Displacement: 10,490 tons
Speed: 32 kts.
These models are the product of Sandrine Thirache, who has been toiling for more than 18 months now, researching the warships of World War II (with the ever-present help of our Official Naval Boffins), locating accurate deck plans, and then using all of that to build lovely 3D models of each vessel.
These 3D models then go through a rapid prototyper, which produces a resin model we can use to create moulds. This model of HMS Exeter is a one-piece resin cast, with a metal sprue added to carry the guns, mast and one of the funnels – this ensures we have the perfect balance between detail and ease of building. It will take you all of five minutes to put Exeter together, and then she will be ready for a dash of paint, and then action!
The exquisite paint work on this model has been done by David Manley, someone who needs little introduction in naval wargaming circles. The wakes he has picked out, incidentally, are already moulded into the base – saves you one more job!

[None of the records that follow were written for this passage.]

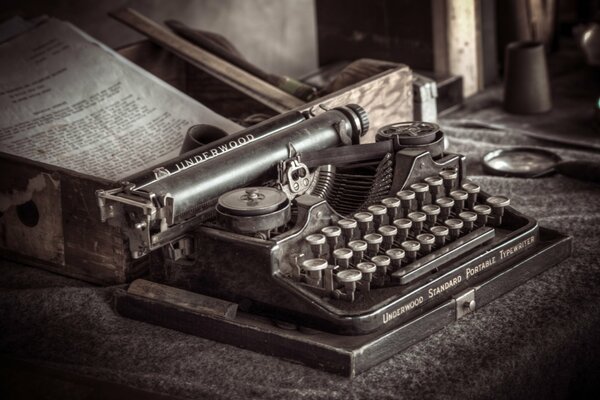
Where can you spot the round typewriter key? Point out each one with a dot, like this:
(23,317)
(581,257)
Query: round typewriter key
(435,186)
(358,247)
(403,225)
(407,198)
(431,211)
(417,218)
(459,197)
(392,204)
(482,211)
(378,211)
(348,226)
(314,264)
(316,242)
(440,233)
(342,257)
(332,235)
(383,264)
(396,255)
(349,277)
(454,226)
(469,218)
(389,233)
(365,221)
(446,204)
(373,241)
(367,268)
(449,175)
(498,203)
(420,189)
(473,190)
(427,240)
(314,267)
(411,247)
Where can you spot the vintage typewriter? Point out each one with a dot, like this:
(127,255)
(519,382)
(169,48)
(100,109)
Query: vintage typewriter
(294,221)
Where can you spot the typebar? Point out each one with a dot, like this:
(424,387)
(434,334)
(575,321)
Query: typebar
(442,255)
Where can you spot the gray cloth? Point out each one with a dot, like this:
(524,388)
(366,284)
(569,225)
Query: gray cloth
(538,341)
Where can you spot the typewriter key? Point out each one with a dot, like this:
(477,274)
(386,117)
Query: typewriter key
(358,247)
(446,204)
(469,218)
(449,175)
(407,198)
(482,211)
(349,277)
(378,211)
(435,186)
(403,225)
(373,241)
(314,267)
(342,257)
(316,242)
(498,203)
(392,204)
(454,226)
(332,235)
(389,233)
(367,268)
(396,255)
(472,189)
(382,263)
(431,211)
(417,217)
(348,226)
(459,197)
(440,233)
(427,240)
(365,221)
(411,247)
(420,189)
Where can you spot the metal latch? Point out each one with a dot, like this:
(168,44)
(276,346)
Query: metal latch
(465,303)
(183,247)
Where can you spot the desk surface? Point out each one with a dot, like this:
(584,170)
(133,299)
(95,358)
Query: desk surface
(63,339)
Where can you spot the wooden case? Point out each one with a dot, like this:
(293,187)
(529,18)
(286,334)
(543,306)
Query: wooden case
(51,217)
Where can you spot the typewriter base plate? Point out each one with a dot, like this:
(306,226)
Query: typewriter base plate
(345,355)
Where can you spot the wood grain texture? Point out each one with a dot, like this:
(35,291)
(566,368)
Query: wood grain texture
(457,41)
(387,98)
(68,237)
(193,302)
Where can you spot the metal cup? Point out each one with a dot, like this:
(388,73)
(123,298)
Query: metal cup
(526,84)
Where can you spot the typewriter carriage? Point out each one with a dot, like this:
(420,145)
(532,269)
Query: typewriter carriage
(263,274)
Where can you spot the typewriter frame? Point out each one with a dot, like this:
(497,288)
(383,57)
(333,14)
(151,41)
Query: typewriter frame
(345,344)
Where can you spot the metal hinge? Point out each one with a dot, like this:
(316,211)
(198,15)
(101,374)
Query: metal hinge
(465,303)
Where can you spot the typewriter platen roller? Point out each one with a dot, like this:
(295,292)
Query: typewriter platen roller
(352,239)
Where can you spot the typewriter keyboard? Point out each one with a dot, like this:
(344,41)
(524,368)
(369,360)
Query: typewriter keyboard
(401,238)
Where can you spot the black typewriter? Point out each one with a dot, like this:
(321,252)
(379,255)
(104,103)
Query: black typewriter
(298,223)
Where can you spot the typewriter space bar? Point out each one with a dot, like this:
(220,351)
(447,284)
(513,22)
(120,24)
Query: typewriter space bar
(439,257)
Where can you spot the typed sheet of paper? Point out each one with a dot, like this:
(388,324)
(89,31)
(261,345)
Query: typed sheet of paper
(69,101)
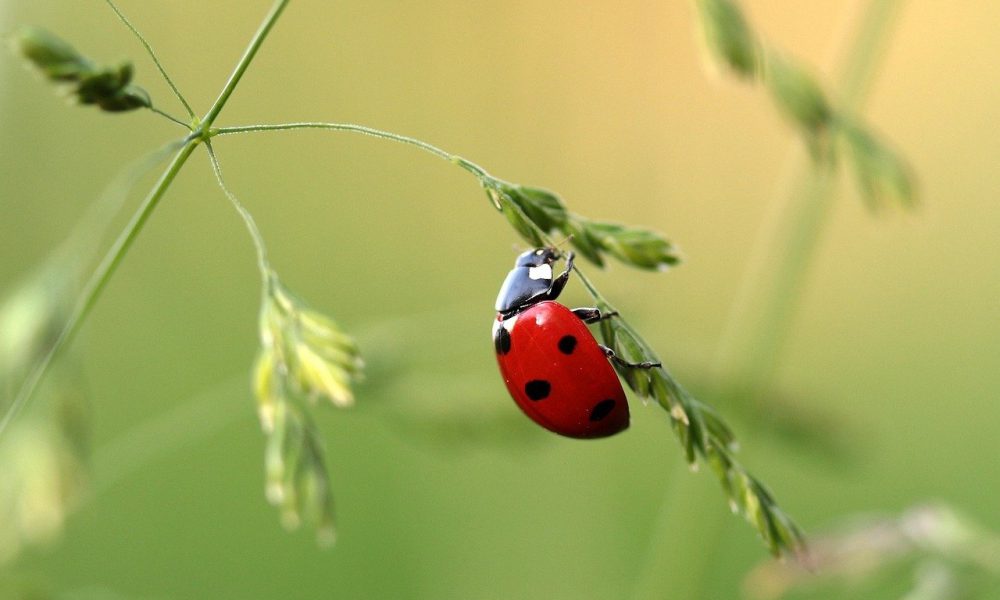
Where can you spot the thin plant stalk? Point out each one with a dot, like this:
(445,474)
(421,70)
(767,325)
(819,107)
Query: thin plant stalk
(106,269)
(759,324)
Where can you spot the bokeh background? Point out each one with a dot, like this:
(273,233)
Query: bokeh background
(443,489)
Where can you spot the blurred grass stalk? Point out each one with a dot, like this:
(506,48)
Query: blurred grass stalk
(759,323)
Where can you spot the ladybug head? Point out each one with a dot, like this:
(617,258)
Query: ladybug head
(538,257)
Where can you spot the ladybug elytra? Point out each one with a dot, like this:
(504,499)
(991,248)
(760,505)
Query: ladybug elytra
(554,369)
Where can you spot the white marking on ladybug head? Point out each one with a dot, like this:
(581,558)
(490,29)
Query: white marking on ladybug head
(540,272)
(507,324)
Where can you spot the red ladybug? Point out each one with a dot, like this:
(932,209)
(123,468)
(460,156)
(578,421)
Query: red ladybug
(553,367)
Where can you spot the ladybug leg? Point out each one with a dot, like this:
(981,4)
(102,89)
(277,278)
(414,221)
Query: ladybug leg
(593,315)
(560,282)
(624,363)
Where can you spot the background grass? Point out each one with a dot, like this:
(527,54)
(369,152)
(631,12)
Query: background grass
(443,490)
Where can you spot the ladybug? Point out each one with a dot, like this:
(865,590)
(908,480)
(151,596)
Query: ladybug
(555,370)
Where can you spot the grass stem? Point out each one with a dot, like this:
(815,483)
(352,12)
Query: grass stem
(759,324)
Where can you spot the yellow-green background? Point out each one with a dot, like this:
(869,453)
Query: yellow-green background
(443,490)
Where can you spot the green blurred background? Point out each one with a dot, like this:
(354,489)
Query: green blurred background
(443,489)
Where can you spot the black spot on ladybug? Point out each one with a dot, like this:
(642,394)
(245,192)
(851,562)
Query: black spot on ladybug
(537,389)
(567,344)
(601,410)
(502,340)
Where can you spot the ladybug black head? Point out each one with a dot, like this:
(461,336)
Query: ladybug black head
(537,257)
(531,281)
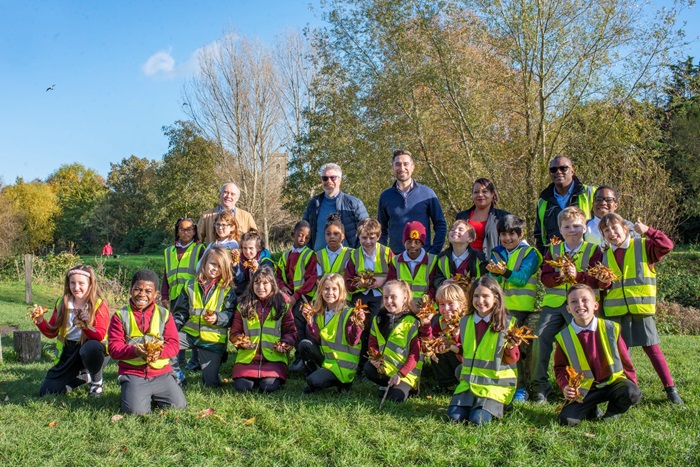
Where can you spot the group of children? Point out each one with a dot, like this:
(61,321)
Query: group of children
(340,314)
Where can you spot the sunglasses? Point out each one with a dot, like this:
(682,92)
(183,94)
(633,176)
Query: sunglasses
(563,169)
(608,200)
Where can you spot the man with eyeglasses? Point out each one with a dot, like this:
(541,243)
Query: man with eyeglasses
(331,201)
(406,201)
(565,190)
(228,197)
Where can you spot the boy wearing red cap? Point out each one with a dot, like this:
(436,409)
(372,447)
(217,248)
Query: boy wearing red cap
(415,265)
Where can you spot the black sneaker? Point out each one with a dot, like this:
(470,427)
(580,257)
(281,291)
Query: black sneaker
(673,396)
(298,365)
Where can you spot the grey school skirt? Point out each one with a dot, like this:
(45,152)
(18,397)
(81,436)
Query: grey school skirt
(637,330)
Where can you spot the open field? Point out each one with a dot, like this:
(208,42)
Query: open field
(289,428)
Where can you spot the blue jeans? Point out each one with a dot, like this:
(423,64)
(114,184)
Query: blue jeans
(475,416)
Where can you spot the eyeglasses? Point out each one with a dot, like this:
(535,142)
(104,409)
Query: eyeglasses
(608,200)
(563,169)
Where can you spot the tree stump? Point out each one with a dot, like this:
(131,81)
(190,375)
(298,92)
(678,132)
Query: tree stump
(27,345)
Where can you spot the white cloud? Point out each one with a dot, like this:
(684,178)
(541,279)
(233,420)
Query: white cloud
(159,63)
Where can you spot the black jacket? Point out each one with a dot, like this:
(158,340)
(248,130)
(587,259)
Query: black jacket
(491,238)
(550,220)
(351,211)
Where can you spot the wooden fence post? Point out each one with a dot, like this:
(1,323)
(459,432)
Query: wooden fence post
(28,279)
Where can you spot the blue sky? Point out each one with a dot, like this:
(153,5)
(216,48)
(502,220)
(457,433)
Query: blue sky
(119,69)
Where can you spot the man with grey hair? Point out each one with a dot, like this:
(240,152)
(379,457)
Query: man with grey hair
(332,200)
(228,197)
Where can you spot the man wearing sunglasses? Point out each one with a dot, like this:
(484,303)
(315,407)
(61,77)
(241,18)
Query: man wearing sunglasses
(565,190)
(331,201)
(228,197)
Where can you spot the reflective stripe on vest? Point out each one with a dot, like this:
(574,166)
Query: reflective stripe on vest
(155,331)
(483,372)
(444,265)
(381,262)
(178,274)
(555,297)
(420,281)
(62,333)
(396,348)
(338,265)
(519,298)
(584,201)
(299,268)
(635,292)
(340,357)
(196,326)
(263,337)
(571,345)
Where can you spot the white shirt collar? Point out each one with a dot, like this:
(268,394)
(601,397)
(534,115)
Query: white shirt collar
(592,326)
(625,244)
(478,319)
(407,259)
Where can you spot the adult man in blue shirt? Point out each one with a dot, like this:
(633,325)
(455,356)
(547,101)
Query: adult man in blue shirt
(406,201)
(565,190)
(332,200)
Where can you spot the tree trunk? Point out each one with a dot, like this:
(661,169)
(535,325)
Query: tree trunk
(27,345)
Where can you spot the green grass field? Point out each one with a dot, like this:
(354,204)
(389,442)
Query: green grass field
(289,428)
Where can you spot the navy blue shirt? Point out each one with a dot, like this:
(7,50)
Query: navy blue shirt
(420,204)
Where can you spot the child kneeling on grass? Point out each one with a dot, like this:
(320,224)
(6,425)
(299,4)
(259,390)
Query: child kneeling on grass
(489,372)
(332,351)
(594,347)
(136,333)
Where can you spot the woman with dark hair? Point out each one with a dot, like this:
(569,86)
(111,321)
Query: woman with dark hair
(483,215)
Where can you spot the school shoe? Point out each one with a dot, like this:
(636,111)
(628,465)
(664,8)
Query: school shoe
(673,396)
(96,389)
(297,365)
(521,395)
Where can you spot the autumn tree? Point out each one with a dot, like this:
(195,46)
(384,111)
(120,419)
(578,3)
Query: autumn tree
(132,203)
(36,205)
(79,191)
(236,100)
(190,176)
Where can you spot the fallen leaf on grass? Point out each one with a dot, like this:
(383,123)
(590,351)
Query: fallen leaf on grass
(205,413)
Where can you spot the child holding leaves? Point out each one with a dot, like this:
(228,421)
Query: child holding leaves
(394,345)
(630,301)
(332,351)
(264,333)
(143,338)
(203,313)
(79,324)
(489,375)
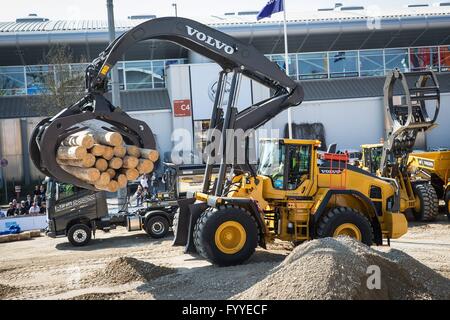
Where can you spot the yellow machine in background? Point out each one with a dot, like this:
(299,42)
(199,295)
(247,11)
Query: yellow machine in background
(416,195)
(434,166)
(293,198)
(407,115)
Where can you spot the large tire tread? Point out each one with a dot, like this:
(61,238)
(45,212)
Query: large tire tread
(329,222)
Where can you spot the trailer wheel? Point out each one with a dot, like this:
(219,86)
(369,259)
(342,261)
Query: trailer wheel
(447,203)
(226,236)
(157,227)
(428,204)
(79,235)
(175,223)
(344,221)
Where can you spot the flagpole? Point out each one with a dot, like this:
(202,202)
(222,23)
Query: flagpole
(286,58)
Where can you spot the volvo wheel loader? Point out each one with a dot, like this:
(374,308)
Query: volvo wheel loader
(408,114)
(289,196)
(435,167)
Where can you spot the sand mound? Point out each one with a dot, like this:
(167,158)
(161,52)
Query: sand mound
(126,269)
(7,291)
(337,269)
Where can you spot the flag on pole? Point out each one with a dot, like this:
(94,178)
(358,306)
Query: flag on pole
(273,6)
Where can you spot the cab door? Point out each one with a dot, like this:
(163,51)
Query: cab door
(299,180)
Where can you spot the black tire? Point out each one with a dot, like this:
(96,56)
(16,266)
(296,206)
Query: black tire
(175,223)
(429,203)
(447,203)
(336,217)
(205,232)
(79,235)
(157,227)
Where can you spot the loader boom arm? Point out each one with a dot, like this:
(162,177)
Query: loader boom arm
(230,53)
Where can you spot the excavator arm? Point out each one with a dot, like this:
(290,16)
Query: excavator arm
(231,54)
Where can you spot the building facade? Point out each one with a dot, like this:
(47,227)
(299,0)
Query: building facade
(340,57)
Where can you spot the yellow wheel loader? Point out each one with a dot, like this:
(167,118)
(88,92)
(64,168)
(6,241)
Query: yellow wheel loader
(289,197)
(407,114)
(435,167)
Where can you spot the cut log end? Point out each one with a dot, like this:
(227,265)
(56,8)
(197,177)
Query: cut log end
(130,162)
(90,175)
(101,164)
(131,174)
(71,153)
(115,163)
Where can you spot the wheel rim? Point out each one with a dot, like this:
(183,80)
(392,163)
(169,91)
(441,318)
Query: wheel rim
(80,236)
(230,237)
(349,230)
(158,228)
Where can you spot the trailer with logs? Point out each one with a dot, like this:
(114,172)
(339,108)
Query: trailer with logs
(77,213)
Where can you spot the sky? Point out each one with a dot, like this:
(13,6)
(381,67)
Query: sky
(96,9)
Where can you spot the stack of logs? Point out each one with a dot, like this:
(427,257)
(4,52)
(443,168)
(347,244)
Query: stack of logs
(101,159)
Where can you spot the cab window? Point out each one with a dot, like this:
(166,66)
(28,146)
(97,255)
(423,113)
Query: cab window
(299,157)
(65,190)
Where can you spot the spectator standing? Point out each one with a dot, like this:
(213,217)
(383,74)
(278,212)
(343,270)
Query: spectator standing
(12,211)
(37,199)
(145,194)
(34,209)
(37,191)
(42,193)
(29,202)
(153,183)
(144,181)
(43,208)
(139,196)
(23,209)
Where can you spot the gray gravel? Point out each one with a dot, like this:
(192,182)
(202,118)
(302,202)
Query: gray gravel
(337,269)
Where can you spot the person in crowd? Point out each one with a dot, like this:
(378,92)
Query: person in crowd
(29,202)
(43,207)
(38,200)
(42,191)
(37,191)
(143,181)
(145,194)
(153,185)
(139,195)
(34,209)
(23,209)
(12,210)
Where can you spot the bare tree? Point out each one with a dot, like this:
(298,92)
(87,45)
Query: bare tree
(58,84)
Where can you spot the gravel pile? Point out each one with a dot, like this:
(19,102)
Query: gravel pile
(7,291)
(337,269)
(125,269)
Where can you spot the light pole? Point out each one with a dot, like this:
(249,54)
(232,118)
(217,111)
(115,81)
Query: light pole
(175,7)
(115,84)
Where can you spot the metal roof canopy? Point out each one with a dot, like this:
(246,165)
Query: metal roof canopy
(307,35)
(158,99)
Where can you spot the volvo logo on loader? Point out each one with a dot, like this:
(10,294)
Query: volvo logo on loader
(210,40)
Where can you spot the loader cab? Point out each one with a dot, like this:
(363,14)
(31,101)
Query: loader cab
(288,163)
(371,157)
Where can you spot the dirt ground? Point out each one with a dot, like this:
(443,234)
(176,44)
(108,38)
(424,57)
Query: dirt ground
(45,268)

We are just beginning to ramp up production of the Victory at Sea line, though if you are attending SELWG this month, we will likely have a small number of Exeters, Achilles, and Graf Spees waiting for you. More ships are being prototyped right now, and it will not be long before you can have a full-raging sea battle between these great looking ships. Sandrine, meanwhile, continues her years-long odyssey to model just about everything that ever floated in World War II!
And she has a long task, as it is not just ships she has been working on. We will preview her aircraft at a later date but, for now, have a look at these three Royal Navy Motor Torpedo Boats.
The Fairmile A was designed from the outset to use prefabricated components that could be produced by small businesses such as furniture manufacturers, which would then be assembled at shipyards. Capable of 25 knots, it mounted a 3 pounder gun and a pair of .303 machine guns, as well as depth charges.
Designed with the form of a destroyer’s hull, the Fairmile B (like its predecessor, the Fairmile A) was intended primarily as a submarine-chaser, and so was fitted with ASDIC and depth charges. Manufactured in large numbers, the Fairmile B was also famously used on the raid on St. Nazaire.
Capable of 26 knots, the Fairmile C was a motor gun boat, mounting two two pounders and eight machine guns of various calibres. It was mainly used for close escort duties and some clandestine missions.
These Motor Torpedo Boats are one-piece resin castings, making it quick and easy to put together your very own flotilla!
Next up, we will be previewing Achilles, Ajax and the Graf Spee as we prepare the Battle of the River Plate box set for launch.